The realization that in-situ and near in-situ ashfall up to 15 million years in age rest directly on the modern Dry Valleys landscape has prompted us to take a closer look at the range of periglacial processes operating in region. As part of this effort, we have deployed meteorological sensors (Onsett HOBO® data loggers) throughout the valleys in order to determine the spatial distribution and magnitude of microclimate variation, and to assess the resultant surface processes/ landforms that are endemic to each microclimate zone.

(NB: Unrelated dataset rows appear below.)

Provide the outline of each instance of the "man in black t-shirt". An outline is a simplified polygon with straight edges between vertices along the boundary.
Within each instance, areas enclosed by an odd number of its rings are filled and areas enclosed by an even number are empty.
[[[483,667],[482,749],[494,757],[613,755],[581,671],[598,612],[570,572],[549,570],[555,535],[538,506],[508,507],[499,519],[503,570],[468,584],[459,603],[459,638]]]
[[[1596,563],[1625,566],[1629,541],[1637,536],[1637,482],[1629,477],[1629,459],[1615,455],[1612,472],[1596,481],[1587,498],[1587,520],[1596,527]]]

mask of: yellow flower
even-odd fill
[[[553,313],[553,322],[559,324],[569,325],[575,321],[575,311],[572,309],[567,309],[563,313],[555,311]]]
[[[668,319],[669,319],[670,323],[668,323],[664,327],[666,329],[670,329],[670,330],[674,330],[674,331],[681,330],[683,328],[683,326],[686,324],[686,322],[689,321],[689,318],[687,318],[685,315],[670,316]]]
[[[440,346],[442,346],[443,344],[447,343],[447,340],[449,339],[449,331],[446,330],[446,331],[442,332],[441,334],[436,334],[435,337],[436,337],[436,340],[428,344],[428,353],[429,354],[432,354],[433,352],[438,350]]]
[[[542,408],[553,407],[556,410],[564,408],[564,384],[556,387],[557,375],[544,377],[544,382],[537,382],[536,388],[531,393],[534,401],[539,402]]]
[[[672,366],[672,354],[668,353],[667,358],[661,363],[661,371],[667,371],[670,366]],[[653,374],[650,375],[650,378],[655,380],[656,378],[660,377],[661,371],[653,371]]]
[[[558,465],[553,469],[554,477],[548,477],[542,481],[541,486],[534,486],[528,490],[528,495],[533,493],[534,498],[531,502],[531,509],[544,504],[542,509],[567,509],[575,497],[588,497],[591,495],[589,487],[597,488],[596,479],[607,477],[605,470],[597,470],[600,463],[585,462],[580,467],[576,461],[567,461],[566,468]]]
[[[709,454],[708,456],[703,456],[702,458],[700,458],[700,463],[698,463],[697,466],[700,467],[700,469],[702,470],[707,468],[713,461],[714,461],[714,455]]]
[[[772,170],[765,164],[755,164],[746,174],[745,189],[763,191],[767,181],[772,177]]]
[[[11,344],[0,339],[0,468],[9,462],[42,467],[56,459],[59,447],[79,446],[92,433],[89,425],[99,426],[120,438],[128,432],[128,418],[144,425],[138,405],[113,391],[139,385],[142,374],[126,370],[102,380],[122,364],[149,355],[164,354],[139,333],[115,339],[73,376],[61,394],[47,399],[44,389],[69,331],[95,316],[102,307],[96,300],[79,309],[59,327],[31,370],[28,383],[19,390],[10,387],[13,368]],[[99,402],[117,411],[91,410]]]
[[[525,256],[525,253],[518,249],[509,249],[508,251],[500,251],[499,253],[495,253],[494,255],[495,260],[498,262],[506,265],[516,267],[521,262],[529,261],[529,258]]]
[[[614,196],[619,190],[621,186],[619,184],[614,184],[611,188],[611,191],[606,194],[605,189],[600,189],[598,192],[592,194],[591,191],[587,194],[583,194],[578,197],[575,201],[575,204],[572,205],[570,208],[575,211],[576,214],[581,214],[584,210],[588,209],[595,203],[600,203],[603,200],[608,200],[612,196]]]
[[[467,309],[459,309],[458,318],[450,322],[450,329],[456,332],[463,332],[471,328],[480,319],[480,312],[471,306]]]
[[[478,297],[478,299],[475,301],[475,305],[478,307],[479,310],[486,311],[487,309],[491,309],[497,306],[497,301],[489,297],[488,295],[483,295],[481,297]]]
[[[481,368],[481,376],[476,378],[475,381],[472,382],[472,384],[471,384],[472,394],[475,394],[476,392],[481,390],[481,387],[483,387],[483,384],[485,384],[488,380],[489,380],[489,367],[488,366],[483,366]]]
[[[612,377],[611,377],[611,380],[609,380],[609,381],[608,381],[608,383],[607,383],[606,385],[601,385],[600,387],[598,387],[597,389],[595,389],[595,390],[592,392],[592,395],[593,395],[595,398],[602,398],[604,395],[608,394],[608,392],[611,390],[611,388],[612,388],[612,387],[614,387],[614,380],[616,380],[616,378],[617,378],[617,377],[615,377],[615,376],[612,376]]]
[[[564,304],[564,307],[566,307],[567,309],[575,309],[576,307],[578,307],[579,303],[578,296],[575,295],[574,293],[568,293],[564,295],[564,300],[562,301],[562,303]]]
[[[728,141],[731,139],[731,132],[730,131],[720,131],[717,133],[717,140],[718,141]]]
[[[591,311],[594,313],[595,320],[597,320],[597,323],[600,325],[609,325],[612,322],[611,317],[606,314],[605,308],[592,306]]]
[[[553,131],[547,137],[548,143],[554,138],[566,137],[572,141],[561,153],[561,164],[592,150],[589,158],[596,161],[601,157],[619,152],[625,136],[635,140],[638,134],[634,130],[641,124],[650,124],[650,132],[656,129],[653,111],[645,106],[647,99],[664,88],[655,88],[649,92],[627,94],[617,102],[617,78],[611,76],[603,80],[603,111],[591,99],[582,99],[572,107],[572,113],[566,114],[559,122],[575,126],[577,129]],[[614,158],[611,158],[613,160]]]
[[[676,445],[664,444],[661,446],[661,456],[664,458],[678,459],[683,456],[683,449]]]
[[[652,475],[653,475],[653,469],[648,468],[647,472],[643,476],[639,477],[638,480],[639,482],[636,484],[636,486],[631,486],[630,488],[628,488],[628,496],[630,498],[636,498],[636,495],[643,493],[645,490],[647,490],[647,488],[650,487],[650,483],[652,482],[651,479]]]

On the basis of measured variations in summertime atmospheric temperature and relative humidity (RH), soil temperature, average wind speed/direction, and soil moisture, we divide the region into three microclimate zones: a coastal thaw zone (CTZ), in which elevated soil temperatures and seasonally-moist soils foster development of saturated active layers; an inland-mixed zone (IMZ), in which abundant surface water and saturated active layers are restricted to the margins of melting snowbanks, ephemeral streams, and thawed-lake margins; and, a stable-upland zone (SUZ), in which atmospheric and soil temperatures are too cold and dry to permit the development of traditional, saturated active layers.
Equilibrium landforms are those that are endemic to, and in balance with, local microclimate conditions in each zone. Our assemblage of equilibrium landforms in the CTZ includes tafoni, solifluction lobes, thermokarst, ice-wedge polygons, and low-gradient slopes with mature, low-density gullies. In the IMZ, equilibrium landforms include gelifluction lobes, sand-wedge and composite polygons, desert pavements with wind-polished cobbles, and immature, closely spaced gullies. Finally, equilibrium landforms that best characterize the SUZ include sublimation polygons, debris-covered glaciers, pitted surface cobbles, salt-cemented duricrusts, and puzzle rocks.
Of particular interest are the unusual landforms and surface processes endemic to the SUZ, in which environmental conditions are among the most Mars-like on earth (click here for more details on our Mars-Antarctic analog studies). Within the SUZ, we have studied, and modeled, the formation of sublimation polygons, the magnitude of warming that would initiate slope failures (e.g., shallow planar slides that today occur in the CTZ), and the rate of vapor-diffusion from buried-ice surfaces to the atmosphere. For the latter, we have shown that buried-ice deposits in the SUZ sublimate at an average rate of 0.1 mm a-1, with rates reduced to <0.001 mm a-1 if summertime temperatures drop by ~3°.